Renana Jhabvala, SEWA, India
September 30, 2015
About the lecture:
Structural inequalities are one of the main reasons why widespread and deep poverty continues to exist despite continuous economic growth in India. Centuries-old inequalities due to caste, class and gender, are deepened by new processes thrown up by globalization. However, the changes due to globalization have also brought people together through new ways of organizing and have led to new directions in society. The lecture is about the structural economic injustices faced by the poorest working women and the experiences of Self Employed Women’s Association, a movement of two million women who have organized themselves for economic rights and in the process are changing economic and social structures.
About the speaker:
Renana Jhabvala is best known for her long association with the Self-Employed Women’s Association (SEWA) in India and for her writings on issues of women in the informal economy.

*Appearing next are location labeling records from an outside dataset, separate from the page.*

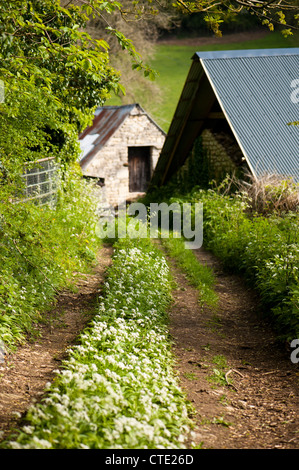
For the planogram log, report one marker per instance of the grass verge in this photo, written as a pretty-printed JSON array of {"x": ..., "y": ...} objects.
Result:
[
  {"x": 199, "y": 275},
  {"x": 118, "y": 388}
]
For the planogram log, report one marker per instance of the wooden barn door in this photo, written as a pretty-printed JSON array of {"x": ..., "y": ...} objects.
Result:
[{"x": 139, "y": 168}]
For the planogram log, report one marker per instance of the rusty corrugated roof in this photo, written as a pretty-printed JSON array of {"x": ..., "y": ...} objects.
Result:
[
  {"x": 106, "y": 121},
  {"x": 253, "y": 89}
]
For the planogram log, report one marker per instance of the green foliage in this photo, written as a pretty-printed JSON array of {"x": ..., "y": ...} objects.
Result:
[
  {"x": 198, "y": 274},
  {"x": 118, "y": 388},
  {"x": 264, "y": 249},
  {"x": 272, "y": 13},
  {"x": 54, "y": 75},
  {"x": 40, "y": 248}
]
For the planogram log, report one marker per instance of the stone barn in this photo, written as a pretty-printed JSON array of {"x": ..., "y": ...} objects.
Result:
[{"x": 120, "y": 150}]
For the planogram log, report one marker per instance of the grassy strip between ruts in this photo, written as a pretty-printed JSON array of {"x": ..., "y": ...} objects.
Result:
[
  {"x": 118, "y": 388},
  {"x": 199, "y": 275}
]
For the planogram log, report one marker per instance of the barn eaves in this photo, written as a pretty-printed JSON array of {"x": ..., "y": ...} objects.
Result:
[{"x": 252, "y": 91}]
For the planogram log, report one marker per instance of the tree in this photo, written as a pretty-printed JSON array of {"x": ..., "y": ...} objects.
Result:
[
  {"x": 270, "y": 12},
  {"x": 54, "y": 74}
]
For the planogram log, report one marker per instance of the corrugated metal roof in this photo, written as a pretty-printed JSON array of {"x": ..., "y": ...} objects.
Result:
[
  {"x": 106, "y": 121},
  {"x": 253, "y": 88}
]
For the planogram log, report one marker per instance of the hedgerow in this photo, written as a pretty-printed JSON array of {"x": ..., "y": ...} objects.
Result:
[
  {"x": 40, "y": 248},
  {"x": 264, "y": 249},
  {"x": 117, "y": 389}
]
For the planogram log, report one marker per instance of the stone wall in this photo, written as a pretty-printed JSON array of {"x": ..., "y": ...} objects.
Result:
[{"x": 111, "y": 162}]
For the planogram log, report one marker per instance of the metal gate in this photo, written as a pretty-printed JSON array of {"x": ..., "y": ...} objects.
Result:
[{"x": 41, "y": 181}]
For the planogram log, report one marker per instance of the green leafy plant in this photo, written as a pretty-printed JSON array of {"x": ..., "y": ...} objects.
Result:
[{"x": 117, "y": 389}]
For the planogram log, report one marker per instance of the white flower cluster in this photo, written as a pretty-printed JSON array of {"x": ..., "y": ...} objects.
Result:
[{"x": 118, "y": 388}]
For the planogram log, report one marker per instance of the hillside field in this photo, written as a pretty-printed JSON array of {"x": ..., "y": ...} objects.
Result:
[{"x": 172, "y": 60}]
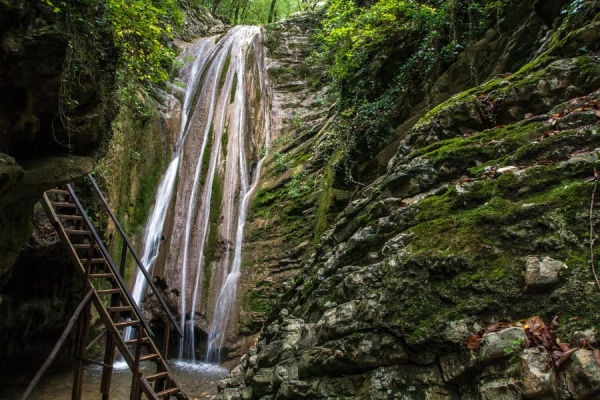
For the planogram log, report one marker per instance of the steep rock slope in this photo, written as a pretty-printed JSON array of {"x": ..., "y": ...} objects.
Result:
[
  {"x": 482, "y": 216},
  {"x": 45, "y": 139},
  {"x": 55, "y": 113}
]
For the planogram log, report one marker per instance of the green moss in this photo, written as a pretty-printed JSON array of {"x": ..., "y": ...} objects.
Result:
[
  {"x": 224, "y": 71},
  {"x": 210, "y": 252},
  {"x": 206, "y": 157},
  {"x": 233, "y": 89},
  {"x": 323, "y": 201}
]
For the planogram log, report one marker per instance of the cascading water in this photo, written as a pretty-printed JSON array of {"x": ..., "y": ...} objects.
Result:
[
  {"x": 224, "y": 126},
  {"x": 153, "y": 234}
]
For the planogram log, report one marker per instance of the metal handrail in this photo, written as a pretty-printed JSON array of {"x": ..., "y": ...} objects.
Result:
[
  {"x": 127, "y": 243},
  {"x": 109, "y": 260}
]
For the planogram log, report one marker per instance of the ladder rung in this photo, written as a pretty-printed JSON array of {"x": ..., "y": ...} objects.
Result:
[
  {"x": 67, "y": 216},
  {"x": 125, "y": 324},
  {"x": 94, "y": 260},
  {"x": 106, "y": 275},
  {"x": 168, "y": 392},
  {"x": 149, "y": 357},
  {"x": 156, "y": 376},
  {"x": 83, "y": 246},
  {"x": 135, "y": 341},
  {"x": 63, "y": 204},
  {"x": 109, "y": 291},
  {"x": 120, "y": 309},
  {"x": 77, "y": 232}
]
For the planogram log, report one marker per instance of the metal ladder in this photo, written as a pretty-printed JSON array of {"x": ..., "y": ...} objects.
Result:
[{"x": 113, "y": 301}]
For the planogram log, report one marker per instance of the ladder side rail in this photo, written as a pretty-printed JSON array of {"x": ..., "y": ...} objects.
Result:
[
  {"x": 127, "y": 242},
  {"x": 110, "y": 262},
  {"x": 54, "y": 220},
  {"x": 147, "y": 389}
]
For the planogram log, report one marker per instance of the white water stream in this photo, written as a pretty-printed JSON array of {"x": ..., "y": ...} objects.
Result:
[{"x": 224, "y": 123}]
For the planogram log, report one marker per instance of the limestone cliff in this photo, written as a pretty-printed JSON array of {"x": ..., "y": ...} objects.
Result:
[
  {"x": 481, "y": 216},
  {"x": 56, "y": 106}
]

She represents SEWA at international levels including at the International Labour Organisation (ILO) where she was part of the movement to bring in Conventions for informal workers. She is one of the founders and present Chair of WIEGO (Women in Informal Employment and Organizing) based at Harvard University.
She has been active in many Government committees and task forces which have formulated policies ranging from National Policy for Street vendors to the Law for Social Security of Unorganised Workers. She has written extensively on women in the informal economy and on Gandhian ways of struggle and is also presently Chancellor of Gandhigram Rural University.